Posted by michael on from the surface-tension dept.

Roland Piquepaille writes "This news release from the University of California at Berkeley is quite astonishing. 'A UC Berkeley team comprised of physicists, chemists and mineralogists reports on the unusual behavior of a semiconducting material, zinc sulphide (ZnS), when reduced to pieces only 3 nanometers across. They found that when the surface of a ZnS nanoparticle gets wet, its entire crystal structure rearranges to become more ordered, closer to the structure of a bulk piece of solid ZnS.' My summary includes two images of a 3 nanometer zinc sulphide (ZnS) nanoparticle with or without surface-bound water. How can this be used for?
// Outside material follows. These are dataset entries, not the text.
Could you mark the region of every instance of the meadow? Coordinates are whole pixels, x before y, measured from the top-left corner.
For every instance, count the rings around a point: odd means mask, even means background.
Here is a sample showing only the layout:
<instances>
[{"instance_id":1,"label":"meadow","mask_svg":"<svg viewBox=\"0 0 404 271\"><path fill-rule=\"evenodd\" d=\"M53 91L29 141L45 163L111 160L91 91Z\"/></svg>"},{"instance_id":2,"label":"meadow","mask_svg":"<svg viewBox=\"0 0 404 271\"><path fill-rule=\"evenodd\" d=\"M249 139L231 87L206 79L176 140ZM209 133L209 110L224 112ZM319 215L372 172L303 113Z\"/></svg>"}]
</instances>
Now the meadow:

Surprisingly, they think that it 'could provide a way to tell whether pieces of rock from outer space came from planets with water.'"

3 of 19 comments (clear)

  1. protein folding by Anonymous Coward · · Score: 4, Interesting

    Looks like it could be the same kind of process that triggers folding in organic chains in the presence of water ? After all, the water matrix does exert certain forces on particles that are at the same scale, it probably triggers an avalanche effect on the ZnS crystal starting at the surface of the material.

  2. Why *only* water? by DrSkwid · · Score: 3, Interesting

    Surely with the multitude of molecules there would be some other that would cause such a re-arrangement.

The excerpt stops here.